Gizem gerinerek yataktan kalktı. Salona yöneldi. Işıl bir süre daha kızının odasında oturdu. Dalmıştı. Kocasının sesiyle kendine geldi. “Işıl ütülü gömleğimi bulamıyorum.” Yavaşça doğruldu. Gömleği gardroptan tekdüze bir hareketle alıp kocasına verdi. Ne kadar da yorgundu!
Suat ” Işıl çayı demler misin” diye seslendi banyodan. Sonra davudi sesiyle bir türkü tutturdu.
“İzmir’in kavakları
Dökülür yaprakları
Bize de derler Çakıcı
Ey fidan boylum
Yakarız konakları”
Işıl oldum olası kocasındaki canlılığa imrenirdi. Bu kadar enerjiyi nereden buluyordu? Kendisiyse halsiz, isteksiz ve neşesiz olmuştu son günlerde. Tüm bunlar ya erken menopoz belirtileriydi, ya da… Gerisini düşünmek bile istemiyordu.
“En kısa zamanda Müzeyyen’i görmeliyim.” Birden belleği çok gerilere gitti. Gözlerinin önünde lise yıllarının o kıvırcık saçlı, cıvıl cıvıl genç kızı belirdi. Bu atak kızın hep ince bir hüznü taşıdığını hissetmişti. Belki de bu yüzden psikiyatriyi seçmişti Müzeyyen.
Çayı demlemek için mutfağa seğirtti. Hala sersem gibiydi. Demliğe çay koyarken elleri titriyordu. Bir bu eksikti. Sinirleri iyice bozulmuştu anlaşılan. O herkesin dert ortağı, güçlü Işıl’a ne oluyordu böyle! Kendimi toparlamalıyım diye düşündü. Kızımın bana ihtiyacı var. Sahi Gizem nerelerdeydi? On beş dakika içinde hazırlanıp evden çıkmaları gerekiyordu. Kızının salonda olduğunu tahmin edip oraya yöneldi. Gizem salonda halının üzerine oturmuş legolarıyla oynuyordu. “Hadi kızım biraz acele et. Yoksa servisi kaçıracağız ” dedi kızına. Oyuna dalmış olan kız annesinin sesini duymamıştı. Işıl birden öfkelenip kızının elindeki oyuncağı kaptığı gibi fırlatıverdi. Kız hıçkırarak ağlamaya başladı. Nasıl da korkmuştu! “Cicim özür dilerim. Seni korkutmak istemedim. ” diye mırıldandı. Kızına sarıldı. O da kollarını annesinin boynuna doladı. Gözyaşlarını eliyle silerken, ” Anne sen üzülme. Ben kendim hazırlanırım.” dedi küçük kız. Işıl kızına sevecenlikle baktı. Gizem şimdi kendini toparlamış kreşte öğrendiği şarkılardan birini söylüyordu.

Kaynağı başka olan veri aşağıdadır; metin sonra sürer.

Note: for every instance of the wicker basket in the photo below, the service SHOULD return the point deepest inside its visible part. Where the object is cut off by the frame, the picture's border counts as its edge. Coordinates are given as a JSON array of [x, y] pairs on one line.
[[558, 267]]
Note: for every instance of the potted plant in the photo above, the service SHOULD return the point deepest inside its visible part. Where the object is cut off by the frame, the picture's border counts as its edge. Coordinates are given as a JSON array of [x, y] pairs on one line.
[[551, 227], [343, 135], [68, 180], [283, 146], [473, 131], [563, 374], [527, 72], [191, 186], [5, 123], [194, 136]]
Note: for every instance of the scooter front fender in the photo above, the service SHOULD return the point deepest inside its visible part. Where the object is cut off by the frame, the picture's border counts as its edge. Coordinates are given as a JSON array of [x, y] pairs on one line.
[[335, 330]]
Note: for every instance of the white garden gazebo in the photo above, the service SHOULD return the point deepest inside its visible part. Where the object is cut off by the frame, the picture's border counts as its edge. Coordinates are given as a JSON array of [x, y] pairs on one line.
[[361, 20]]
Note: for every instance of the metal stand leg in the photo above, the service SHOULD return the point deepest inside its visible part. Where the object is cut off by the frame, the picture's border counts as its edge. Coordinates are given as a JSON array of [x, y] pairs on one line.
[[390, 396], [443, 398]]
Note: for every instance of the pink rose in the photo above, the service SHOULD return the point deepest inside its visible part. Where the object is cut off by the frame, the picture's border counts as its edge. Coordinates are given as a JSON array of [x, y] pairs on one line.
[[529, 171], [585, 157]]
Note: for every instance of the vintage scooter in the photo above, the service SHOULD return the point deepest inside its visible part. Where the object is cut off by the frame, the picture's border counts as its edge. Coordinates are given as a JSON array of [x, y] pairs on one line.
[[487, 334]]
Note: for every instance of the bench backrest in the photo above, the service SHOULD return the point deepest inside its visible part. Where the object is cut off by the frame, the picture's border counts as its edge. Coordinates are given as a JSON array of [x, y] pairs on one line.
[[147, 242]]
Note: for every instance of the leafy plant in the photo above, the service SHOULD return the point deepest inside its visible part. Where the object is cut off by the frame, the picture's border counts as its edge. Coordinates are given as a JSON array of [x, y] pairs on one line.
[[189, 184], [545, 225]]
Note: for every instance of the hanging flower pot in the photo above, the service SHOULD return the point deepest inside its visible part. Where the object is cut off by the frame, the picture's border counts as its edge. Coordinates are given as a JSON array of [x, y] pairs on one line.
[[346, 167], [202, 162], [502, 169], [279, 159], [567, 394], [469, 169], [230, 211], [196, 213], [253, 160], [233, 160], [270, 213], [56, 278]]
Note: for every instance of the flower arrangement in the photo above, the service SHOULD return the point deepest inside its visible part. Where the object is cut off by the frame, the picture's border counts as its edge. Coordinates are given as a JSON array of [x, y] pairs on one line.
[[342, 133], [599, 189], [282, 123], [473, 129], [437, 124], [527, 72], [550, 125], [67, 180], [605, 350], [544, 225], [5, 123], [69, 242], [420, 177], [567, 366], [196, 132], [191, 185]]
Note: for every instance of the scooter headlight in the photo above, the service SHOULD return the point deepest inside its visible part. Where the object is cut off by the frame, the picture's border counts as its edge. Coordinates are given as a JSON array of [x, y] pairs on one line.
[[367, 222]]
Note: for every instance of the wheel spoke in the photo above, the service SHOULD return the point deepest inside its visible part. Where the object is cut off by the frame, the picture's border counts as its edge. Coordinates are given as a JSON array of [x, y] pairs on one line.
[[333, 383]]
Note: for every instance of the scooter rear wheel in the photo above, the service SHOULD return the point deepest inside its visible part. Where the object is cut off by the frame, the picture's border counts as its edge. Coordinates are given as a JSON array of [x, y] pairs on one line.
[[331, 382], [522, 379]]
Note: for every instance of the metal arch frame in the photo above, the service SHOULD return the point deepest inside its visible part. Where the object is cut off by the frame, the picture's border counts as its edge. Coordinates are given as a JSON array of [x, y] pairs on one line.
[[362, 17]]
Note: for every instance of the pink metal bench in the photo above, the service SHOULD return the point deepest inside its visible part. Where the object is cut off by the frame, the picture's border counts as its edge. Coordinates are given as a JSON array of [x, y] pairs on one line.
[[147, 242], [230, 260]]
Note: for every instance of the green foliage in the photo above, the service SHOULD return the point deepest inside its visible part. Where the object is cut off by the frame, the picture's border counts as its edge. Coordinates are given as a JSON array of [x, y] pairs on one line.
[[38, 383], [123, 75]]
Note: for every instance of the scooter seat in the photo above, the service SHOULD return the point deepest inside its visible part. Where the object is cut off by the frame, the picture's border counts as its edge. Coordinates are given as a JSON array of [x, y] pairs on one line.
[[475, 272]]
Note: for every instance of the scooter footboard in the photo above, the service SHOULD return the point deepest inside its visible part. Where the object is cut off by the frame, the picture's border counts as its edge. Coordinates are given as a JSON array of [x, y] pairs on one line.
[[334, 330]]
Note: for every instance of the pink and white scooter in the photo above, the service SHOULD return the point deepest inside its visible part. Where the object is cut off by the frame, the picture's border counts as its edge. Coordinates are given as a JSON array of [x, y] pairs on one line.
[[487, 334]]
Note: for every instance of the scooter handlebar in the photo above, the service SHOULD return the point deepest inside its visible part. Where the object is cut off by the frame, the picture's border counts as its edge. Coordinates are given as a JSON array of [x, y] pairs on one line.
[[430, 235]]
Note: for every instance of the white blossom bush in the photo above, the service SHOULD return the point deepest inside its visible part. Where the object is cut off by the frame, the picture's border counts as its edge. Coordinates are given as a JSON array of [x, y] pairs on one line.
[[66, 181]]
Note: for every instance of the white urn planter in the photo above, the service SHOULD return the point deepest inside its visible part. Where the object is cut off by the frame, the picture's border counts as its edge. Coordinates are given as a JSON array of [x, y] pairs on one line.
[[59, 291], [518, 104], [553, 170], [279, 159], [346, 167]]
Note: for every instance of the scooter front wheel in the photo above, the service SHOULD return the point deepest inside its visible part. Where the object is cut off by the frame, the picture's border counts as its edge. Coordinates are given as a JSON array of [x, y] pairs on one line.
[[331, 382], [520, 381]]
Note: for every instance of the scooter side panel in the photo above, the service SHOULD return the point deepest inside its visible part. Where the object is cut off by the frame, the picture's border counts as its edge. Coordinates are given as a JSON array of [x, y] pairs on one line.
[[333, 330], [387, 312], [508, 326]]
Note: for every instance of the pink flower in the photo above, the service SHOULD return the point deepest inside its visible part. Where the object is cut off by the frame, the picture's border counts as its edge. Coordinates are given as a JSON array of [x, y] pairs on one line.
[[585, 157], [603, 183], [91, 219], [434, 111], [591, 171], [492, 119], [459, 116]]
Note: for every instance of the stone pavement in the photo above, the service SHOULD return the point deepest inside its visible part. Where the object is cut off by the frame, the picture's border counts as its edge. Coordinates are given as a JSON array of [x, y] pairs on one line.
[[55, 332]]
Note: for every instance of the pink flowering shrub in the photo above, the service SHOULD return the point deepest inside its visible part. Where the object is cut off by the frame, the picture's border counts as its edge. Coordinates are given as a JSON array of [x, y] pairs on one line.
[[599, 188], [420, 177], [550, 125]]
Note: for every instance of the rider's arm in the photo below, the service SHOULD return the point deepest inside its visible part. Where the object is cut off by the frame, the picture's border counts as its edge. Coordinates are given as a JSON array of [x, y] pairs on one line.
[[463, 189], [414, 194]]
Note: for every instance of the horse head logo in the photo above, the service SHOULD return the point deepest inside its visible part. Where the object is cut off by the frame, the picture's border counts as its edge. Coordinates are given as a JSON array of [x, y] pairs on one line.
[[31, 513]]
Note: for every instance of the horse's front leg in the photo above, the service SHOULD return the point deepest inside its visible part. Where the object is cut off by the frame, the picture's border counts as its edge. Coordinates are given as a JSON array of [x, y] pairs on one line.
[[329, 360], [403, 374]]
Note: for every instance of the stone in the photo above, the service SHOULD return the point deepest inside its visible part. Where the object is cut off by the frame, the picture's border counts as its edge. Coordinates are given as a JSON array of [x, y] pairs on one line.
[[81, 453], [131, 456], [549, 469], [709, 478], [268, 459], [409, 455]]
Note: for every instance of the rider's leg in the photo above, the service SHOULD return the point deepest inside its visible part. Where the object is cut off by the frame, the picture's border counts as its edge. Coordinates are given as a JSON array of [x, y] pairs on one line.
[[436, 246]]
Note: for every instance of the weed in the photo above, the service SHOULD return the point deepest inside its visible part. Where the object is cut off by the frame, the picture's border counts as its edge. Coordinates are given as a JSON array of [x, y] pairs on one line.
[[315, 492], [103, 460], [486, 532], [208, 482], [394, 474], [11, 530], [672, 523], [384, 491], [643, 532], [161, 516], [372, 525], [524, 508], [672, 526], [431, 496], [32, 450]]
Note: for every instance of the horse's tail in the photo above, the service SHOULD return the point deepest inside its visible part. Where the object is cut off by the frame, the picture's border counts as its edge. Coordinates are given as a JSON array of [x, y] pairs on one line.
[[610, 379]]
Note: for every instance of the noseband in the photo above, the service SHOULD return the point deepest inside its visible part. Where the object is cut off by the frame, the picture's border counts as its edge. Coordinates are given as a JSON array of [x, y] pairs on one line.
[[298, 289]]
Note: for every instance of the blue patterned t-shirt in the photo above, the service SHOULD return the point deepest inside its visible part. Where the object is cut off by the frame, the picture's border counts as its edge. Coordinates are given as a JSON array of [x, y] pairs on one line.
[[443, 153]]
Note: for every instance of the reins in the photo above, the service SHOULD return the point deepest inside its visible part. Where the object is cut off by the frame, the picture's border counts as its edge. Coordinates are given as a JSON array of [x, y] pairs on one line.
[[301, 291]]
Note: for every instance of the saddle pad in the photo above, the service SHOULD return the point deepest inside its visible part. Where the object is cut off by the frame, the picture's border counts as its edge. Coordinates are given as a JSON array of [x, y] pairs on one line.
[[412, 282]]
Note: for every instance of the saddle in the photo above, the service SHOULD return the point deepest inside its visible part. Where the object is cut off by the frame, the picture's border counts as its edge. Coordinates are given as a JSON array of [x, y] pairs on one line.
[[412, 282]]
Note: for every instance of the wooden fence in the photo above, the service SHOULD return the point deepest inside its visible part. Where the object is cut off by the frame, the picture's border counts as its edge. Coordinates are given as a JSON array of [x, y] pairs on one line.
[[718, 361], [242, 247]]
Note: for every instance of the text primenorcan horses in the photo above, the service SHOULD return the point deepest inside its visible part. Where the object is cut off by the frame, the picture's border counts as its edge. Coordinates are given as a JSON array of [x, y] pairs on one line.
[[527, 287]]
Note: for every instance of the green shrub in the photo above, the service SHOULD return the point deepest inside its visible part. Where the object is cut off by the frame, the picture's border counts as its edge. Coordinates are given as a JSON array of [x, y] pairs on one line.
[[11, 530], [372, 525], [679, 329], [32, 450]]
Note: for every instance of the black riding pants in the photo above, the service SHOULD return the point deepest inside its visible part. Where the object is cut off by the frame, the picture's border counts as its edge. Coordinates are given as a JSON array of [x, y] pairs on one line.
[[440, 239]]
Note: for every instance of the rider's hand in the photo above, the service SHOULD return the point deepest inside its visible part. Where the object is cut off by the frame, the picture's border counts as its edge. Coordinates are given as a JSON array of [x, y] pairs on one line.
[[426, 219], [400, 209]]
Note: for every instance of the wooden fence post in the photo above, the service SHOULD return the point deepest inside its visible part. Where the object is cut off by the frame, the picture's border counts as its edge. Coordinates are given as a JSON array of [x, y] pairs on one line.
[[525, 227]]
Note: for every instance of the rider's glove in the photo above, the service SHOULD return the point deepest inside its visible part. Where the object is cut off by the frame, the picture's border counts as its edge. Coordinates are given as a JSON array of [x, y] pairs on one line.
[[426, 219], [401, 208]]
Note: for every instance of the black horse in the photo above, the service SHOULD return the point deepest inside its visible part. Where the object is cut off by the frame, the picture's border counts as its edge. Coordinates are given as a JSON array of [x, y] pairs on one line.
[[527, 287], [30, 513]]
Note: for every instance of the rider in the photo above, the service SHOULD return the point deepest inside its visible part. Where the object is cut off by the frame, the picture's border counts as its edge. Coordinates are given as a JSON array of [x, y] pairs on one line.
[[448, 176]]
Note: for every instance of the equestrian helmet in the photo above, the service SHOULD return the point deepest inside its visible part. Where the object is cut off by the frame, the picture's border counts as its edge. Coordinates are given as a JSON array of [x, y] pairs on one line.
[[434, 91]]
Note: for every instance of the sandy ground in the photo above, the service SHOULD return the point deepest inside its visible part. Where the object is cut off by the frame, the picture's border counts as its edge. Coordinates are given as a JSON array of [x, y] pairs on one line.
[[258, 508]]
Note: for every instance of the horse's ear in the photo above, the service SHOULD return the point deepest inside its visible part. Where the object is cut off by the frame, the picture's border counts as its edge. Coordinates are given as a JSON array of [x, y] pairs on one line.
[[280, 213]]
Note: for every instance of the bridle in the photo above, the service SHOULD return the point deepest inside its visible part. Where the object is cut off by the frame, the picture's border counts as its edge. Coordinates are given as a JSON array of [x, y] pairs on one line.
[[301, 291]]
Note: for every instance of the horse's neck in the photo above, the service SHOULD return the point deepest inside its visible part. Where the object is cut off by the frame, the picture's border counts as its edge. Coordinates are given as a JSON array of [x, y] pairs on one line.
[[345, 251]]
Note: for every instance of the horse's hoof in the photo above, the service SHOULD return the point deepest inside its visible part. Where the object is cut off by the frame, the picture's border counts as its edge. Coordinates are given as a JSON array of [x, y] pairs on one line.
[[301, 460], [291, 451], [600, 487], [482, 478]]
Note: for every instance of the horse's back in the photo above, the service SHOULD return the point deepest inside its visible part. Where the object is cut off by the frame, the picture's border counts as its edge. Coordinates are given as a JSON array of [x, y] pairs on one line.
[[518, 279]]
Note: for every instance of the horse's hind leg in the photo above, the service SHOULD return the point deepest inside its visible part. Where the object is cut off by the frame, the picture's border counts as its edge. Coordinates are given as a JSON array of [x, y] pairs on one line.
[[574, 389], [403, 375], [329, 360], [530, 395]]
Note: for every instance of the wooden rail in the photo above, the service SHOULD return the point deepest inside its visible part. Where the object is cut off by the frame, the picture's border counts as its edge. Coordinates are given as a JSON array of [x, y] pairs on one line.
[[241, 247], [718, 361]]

Kızının çabucak mutlu oluvermesine imrenir gibi oldu. Kendi çocukluğunu anımsadı. Annesiyle birlikte durmaksızın kahkahalar atan, neşeli, afacan bir kız geldi gözünün önüne. O anda annesini özlemiş olduğunu fark etti. Görüşmeyeli sekiz ay olmuştu. “Önümüzdeki Kurban Bayramında Gizem’i de alıp İstanbul’a gideyim” diye mırıldandı. Tatil düşüncesiyle keyfi biraz olsun yerine gelmişti. Cep telefonuyla konuşmakta olan kocasına seslendi. “Suat, biz Gizem’le çıkıyoruz” Sokak kapısını yavaşça açtı.
Anne kız neşeyle dışarı çıktılar. Güzel bir ilkbahar sabahıydı. Karşıdaki evin bahçesindeki erik ağacı çiçek açmıştı. Işıl temiz havayı içine çekerek dolmuş durağına yürümeye başladı. Kızı biraz önce söylediği şarkıyı mırıldanarak arkasından geliyordu.